09 Dec Part 2 of the Prolonged Pandemic Series
1. Depressed demand leads to a stagnating price.
Despite historic demand destruction both in terms of speed and scope, oil prices have stabilized at approximately 70% of their previous levels from 2019. As stated previously, the coronavirus has not materially impacted the supply side of the oil and gas equation (subject to the wildcard discussed below). This leaves demand as the key driver of price; because supply is constant in the near term, price will stagnate proportionate to demand. Should the pandemic carry on through 2021, price will remain correspondingly depressed as well.
Restated, until people are back on airplanes, back in offices (whatever that looks like), and back in stadiums (indicative of a return to pre-Covid consumption patterns), oil prices should remain correspondingly depressed and range-bound in the high-30s to low 40s.
2. A stagnated price will lead to continued depressed drilling activity.
The primary driver of the United States oil and gas industry from 2005-present has been shale – also known as unconventional – development. Due to unconventionals’ relative dominance of the domestic oil and gas landscape, we’ll limit our discussion to the impacts of the coronavirus on this sector of the exploration and production industry.
While technological change will always continue to bend the cost-curve, it is generally accepted that barring a step-change in technology, shale development needs an oil price above $60bbl to make economic sense. This is a gross generalization and ignores many region-specific factors that contribute to the ‘break-even’ such as price differentials, takeaway capacity, relative acquisition cost, rig cost, etc. These variables vary wildly amongst regions, and even within the same geographic area.
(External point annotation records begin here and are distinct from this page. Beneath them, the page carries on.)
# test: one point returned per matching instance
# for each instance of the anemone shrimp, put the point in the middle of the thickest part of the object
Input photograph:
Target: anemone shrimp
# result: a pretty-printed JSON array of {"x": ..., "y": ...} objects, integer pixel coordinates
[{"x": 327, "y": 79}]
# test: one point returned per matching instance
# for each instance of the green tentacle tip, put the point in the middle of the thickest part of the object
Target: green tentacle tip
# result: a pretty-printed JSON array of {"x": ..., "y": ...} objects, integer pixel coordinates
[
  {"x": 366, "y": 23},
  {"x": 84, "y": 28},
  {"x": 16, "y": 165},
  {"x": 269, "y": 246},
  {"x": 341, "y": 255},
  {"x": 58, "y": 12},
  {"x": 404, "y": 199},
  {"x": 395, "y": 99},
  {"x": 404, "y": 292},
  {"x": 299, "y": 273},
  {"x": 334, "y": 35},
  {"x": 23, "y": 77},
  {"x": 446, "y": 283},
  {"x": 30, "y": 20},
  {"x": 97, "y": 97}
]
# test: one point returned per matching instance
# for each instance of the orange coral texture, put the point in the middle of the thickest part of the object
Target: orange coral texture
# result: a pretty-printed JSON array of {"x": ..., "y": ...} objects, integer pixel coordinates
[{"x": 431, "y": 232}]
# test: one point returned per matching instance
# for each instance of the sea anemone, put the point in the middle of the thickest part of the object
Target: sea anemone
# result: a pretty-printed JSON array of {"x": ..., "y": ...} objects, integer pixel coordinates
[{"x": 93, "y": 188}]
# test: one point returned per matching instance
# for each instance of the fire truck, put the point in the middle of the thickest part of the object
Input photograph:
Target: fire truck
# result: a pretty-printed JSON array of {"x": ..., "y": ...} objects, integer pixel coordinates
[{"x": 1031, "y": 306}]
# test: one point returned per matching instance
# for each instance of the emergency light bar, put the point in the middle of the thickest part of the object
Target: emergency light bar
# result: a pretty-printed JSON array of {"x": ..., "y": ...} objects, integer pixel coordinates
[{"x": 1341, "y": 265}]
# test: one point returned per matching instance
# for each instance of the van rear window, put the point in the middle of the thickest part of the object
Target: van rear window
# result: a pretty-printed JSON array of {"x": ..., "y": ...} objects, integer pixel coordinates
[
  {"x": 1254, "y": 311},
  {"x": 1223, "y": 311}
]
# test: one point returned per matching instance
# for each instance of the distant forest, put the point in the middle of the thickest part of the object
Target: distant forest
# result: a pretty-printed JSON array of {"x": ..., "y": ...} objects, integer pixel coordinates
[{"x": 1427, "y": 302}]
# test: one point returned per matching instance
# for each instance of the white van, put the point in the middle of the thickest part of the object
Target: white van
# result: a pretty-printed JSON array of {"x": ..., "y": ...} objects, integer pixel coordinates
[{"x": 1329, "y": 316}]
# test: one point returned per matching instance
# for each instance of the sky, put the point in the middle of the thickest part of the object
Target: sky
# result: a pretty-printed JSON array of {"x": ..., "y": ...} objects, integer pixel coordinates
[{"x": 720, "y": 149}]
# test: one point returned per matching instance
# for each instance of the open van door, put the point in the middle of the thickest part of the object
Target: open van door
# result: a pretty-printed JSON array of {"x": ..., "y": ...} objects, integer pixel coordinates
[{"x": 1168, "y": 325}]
That being said, it has also been widely posited that the period from 2016 to 2019 saw such a focus on improving operational efficiencies that the near-term ability to bend the cost curve further is insignificant.
At $40bbl, the vast majority of shale wells are uneconomic. This means that the only unconventional wells being drilled are those that are unavoidable and that operators are limiting their drilling activity to the minimum viable amount. The reported US horizontal drilling rig count reflects this, have dropped an approximate 70% year over year.
2021 is presently trending heavily towards operators moving into what has been referred to as ‘maintenance mode,’ meaning that CapEx is geared primarily towards generating free cash flow from existing assets. A prolonged pandemic through 2021 and into 2022 should deepen this commitment to maintaining the status quo over production growth.